Но начинала альбом Елизавета Александровна Бурсак, ей он принадлежал, и она-то подарила его Калерии. Всего одну страницу заполнили тетушке гости:
Всё прошло, не вернуть, Всё забыто давно. И волнует мне грудь Чувство грусти одно.
(Маскарад 1888 год, Рождество Христово!
В конце на корочке уже чья-то старческая рука написала: «Рецепт приготовления кваса — на три ведра кипятку взять десять лимонов, порезать и непременно вынуть косточки. Положить туда же семь фунтов сахару и полфунта изюма». И т. д.
И сохранилась полустертая (пальцем, видать, стирали) запись самой Калерии:
«24.VIII.18 — 12 часов ночи. На дворе тихо, темно. На Кубани лягушки квакают. На душе жутко, на лампе нет стекла, на постели нет одеяла...»
Что это?! Где был Бурсак? Не вспомнит. Так проходит слава земная.
— Ни в каком романе не описать нашу встречу,— сказал Бурсак, когда ужинали.— Прости меня, ради бога.
— Ну что ты, что ты...— не дала ему воли терзаться Калерия Никитична.— Выпей.
— Не для того прошу, чтобы ты оправдала меня... а... понимаешь меня?
— Понимаю, понимаю! Я тут часто жалела тебя; где он там скитается по чужим дворам? Дома бы уже председателем коллегии адвокатов был.
— Да разве в этом дело? Честно говоря, я думал когда о нашем свидании, то боялся, что ты, может, и видеть меня не захочешь.
— Почему?
— А рассказывали мне в Париже... Бывший офицер из Костромы приехал года два назад в Россию. Там, в Париже, у него дети от другой женщины. Он уже решил проситься домой совсем. Дети тотчас же от него отреклись: «Чего тебе ехать к босякам? У нас, в Париже, все есть, а у этих босяков никогда ничего не было и не будет!» Едва не подрались — так отец замахнулся на них, оскорбленный. Им чего, они французы, русского языка не знают. Поехал он сперва туристом. Бывшая жена не вышла к нему. «Зачем он мне нужен?» — сказала. Может, она права, кто знает. Его фамилия Позднеев. Всегда говорил: «Позднеев, но писать надо через «ять», только через «ять». Я кацап, великоросс!» И умер в Монтаржи, в доме престарелых. А у тебя ангельское сердце. Аким Михайлович понимает, что ему повезло?
— Мы живем с ним дружно. Он такой честный, обо всех заботится. Я не преувеличиваю. Если бы все такие были, как он, давно бы коммунизм построили.
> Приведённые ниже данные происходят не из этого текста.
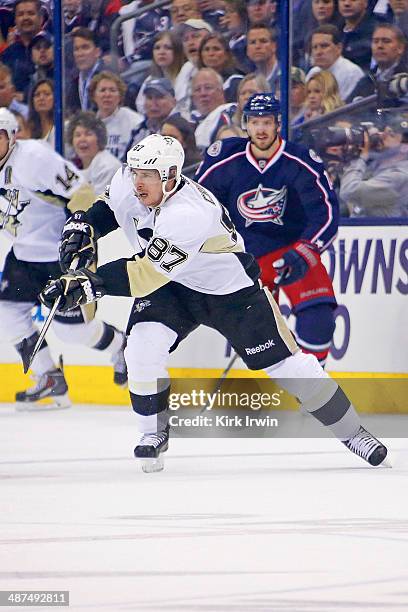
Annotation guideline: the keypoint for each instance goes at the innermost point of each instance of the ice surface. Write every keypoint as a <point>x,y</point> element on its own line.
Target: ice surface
<point>230,525</point>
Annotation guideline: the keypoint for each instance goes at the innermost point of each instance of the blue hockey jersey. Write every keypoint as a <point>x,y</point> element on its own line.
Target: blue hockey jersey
<point>272,202</point>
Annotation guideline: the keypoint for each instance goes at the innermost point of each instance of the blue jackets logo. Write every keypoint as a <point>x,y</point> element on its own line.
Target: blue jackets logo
<point>263,205</point>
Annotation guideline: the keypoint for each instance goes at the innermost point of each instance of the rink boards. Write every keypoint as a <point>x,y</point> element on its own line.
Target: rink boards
<point>369,267</point>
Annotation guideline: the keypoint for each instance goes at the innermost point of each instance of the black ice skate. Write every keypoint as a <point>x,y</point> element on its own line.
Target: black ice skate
<point>119,366</point>
<point>150,449</point>
<point>367,447</point>
<point>51,387</point>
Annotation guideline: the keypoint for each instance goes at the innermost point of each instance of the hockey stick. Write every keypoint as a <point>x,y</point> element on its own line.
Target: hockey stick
<point>6,216</point>
<point>28,358</point>
<point>221,379</point>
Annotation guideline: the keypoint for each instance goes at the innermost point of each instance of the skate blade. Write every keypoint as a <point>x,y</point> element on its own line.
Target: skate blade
<point>47,404</point>
<point>387,463</point>
<point>150,465</point>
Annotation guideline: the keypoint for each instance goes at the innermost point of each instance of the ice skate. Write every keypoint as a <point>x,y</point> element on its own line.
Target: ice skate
<point>367,447</point>
<point>50,393</point>
<point>150,449</point>
<point>119,366</point>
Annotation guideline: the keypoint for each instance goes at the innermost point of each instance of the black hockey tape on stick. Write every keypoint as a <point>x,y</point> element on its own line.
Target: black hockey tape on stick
<point>6,216</point>
<point>222,378</point>
<point>28,358</point>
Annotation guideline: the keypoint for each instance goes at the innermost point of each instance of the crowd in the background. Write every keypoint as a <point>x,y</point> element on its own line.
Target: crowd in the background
<point>187,68</point>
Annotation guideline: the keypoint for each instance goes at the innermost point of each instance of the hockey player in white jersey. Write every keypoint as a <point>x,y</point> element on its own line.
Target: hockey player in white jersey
<point>191,268</point>
<point>36,185</point>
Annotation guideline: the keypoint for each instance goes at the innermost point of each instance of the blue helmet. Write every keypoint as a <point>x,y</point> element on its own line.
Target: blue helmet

Ты б посмотрел, что он сделал в музее! Всех героев разыскал, их документы, фотокарточки, воспоминания о них, у кого квартира плохая была — он тут ходил к самому большому начальству, его принимают, потому что он на трибуне стоит в день демонстрации. А не так, то в «Правду» напишет, не побоится. Человек хоро-о-ший. Не зря же его Федосья спасала. Когда ущемляли в двадцатые годы, он с милицией ходил по дворам, то, говорит, ни одной серебряной ложечки не взял себе, ни одного шерстяного отреза. Я ему верю! А по плавням сколько полазал, бандитов вычищал.
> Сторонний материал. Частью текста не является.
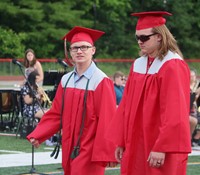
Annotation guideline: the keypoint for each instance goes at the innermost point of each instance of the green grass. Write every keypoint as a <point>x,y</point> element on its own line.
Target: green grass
<point>17,144</point>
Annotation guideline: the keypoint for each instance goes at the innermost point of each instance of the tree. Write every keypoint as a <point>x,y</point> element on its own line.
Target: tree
<point>11,44</point>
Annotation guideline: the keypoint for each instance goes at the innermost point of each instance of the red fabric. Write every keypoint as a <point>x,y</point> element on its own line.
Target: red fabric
<point>95,150</point>
<point>153,116</point>
<point>78,34</point>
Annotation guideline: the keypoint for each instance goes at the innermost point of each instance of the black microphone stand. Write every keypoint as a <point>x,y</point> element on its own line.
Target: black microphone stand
<point>35,100</point>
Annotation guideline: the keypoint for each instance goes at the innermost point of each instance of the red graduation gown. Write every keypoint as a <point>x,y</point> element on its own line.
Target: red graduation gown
<point>153,116</point>
<point>95,150</point>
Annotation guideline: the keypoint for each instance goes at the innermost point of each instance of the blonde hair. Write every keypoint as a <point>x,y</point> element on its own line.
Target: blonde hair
<point>26,62</point>
<point>168,42</point>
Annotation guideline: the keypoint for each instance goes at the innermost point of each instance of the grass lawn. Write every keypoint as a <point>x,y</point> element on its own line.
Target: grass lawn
<point>17,144</point>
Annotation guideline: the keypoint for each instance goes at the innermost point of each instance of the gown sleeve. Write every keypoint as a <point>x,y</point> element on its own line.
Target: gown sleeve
<point>105,104</point>
<point>174,135</point>
<point>50,122</point>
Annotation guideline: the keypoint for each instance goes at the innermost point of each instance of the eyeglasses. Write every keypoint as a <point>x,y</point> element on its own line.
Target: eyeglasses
<point>83,48</point>
<point>144,38</point>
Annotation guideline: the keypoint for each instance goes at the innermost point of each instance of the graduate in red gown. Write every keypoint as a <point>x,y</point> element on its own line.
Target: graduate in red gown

— Да...— только и сказал Бурсак.
— Вот так. А у тебя там никого нет?
— В Ницце сватает меня одна старушка. Дочь бывшего русского посла в Голландии. Но я привык один. Ты провожала меня в двадцать четвертом году до угла. Поздний вечер, туман. Я шел и оглядывался, а ты все стояла,— помнишь? «Уж в этой жизни мы больше не встретимся»,— словно кто-то шептал надо мной.
— Так, видно, суждено было.
Бурсак перевернул страницу альбома, остановил взгляд на фотографии молодой женщины в широкой шляпе с перьями, невысокого роста, глазами похожей на Калерию.
— Давно умерла мама?
— После войны. В Париже. Девяноста лет от роду! Писала: «Прожила в стране, где не с кем мне говорить; каких бы сказок не рассказала тебе о своей жизни, если бы увиделись!» Зять ее невзлюбил, называл ее она. «Дожила до того, что даже дочери родной мешала. Чем жить? Не жить же интересами ее бесконечных романов? Гадать ей на картах?» Но главное — зять. А ведь мама отдала им все золото, когда им было трудно. «Если б я знала,— писала мне,— что я даже на пять лет расстанусь с тобой, я бы не поехала никуда». Писала еще: «Я расскажу тебе, почему вышло так, что я рассталась с тобой». Да так и не сказала. Вспомнила перед смертью романс, который они пели в молодости: «Вот близится утро, румянятся воды». Мне советовала: если судьба не пошлет какого-нибудь «принца», то, может быть, пошлет хорошего человека, а это, пожалуй, лучше, чем принц. У меня был хороший муж, но погиб на войне.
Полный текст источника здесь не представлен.